Here is a great passage from an Australia case (
Mainteck Services v. Stein Heurtey) on contractual interpretation:
What is the legal meaning of a promise to sell "my Dürer drawing", if
the vendor's wife owns a Dürer drawing which is on display in their
home, and the vendor keeps another secretly in his study? What is the
meaning of a gift "to my niece Eliza Woodhouse during her life" in a
will, if the testator had no such niece, but a grandniece of that name,
and another grandniece, who was illegitimate, who lived with him: cf In re Fish; Ingham v Rayner [1894]

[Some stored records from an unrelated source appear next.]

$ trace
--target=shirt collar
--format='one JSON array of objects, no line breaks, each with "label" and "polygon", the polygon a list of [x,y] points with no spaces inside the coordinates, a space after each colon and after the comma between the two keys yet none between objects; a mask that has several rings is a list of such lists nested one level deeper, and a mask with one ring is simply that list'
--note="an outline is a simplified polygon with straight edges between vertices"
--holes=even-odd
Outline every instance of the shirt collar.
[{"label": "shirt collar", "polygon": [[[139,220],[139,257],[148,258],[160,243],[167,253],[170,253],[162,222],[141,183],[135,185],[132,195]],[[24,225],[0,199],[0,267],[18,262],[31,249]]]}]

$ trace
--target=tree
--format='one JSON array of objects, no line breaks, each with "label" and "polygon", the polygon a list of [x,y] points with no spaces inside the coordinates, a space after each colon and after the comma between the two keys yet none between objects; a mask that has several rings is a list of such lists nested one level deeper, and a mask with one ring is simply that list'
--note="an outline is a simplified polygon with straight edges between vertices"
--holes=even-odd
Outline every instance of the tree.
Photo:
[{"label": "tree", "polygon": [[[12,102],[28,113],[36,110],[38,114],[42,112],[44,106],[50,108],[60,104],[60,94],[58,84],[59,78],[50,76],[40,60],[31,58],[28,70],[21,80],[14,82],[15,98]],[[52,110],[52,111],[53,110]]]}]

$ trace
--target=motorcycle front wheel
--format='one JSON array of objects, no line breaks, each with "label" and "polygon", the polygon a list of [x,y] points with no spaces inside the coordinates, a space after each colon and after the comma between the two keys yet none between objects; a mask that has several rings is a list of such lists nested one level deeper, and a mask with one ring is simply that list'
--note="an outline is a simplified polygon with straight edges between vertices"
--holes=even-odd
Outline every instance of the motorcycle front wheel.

2 Ch 83? What is the meaning of cl 7 of the Wild Dog Destruction
Regulation 1999, which provided "The Wild Dog Destruction Regulation
1994 is repealed"? Contracts, wills and statutes are very different
legal texts, to the process of ascertaining whose legal meaning
different rules apply, yet all are based on language, and language is
unavoidably contextual. If I may repeat what I wrote of the uncertain
meaning of the Wild Dog Destruction Regulation in Resolving Conflicts of Laws (Federation
Press 2011), p 13, "The meaning of even the seemingly clearest legal
text can be unclear, hence the importance of attending to context in the
first instance."
In a similar vein, Morissette J.A. recently wrote:
[9]
En ce sens, parler en matière de révision
judiciaire d’une « erreur déraisonnable » risque de créer une
fâcheuse confusion des genres. Il ne peut pas y avoir plusieurs réponses à la
question 2 + 2 = ? Il n’y en a qu’une seule, toutes les autres sont erronées,
aucune d’entre elles n’est « raisonnable » et qualifier les unes ou
les autres de « déraisonnables » n’ajoute strictement rien à la
compréhension des choses. Mais en matière d’interprétation juridique et de
révision judiciaire, on est loin de l’arithmétique élémentaire. Et en l’absence
d’une décision ou d’une interprétation déraisonnable, la réponse à privilégier
est celle donnée par le tribunal administratif que le législateur a désigné
comme le décideur dont ce genre de litige est la spécialité – ici, le TAQ.
Interpretation is not arithmetic and much will turn on context. In administrative law, context will often be best appreciated by an administrative decision-maker, the body designated by the legislature to undertake that interpretive task.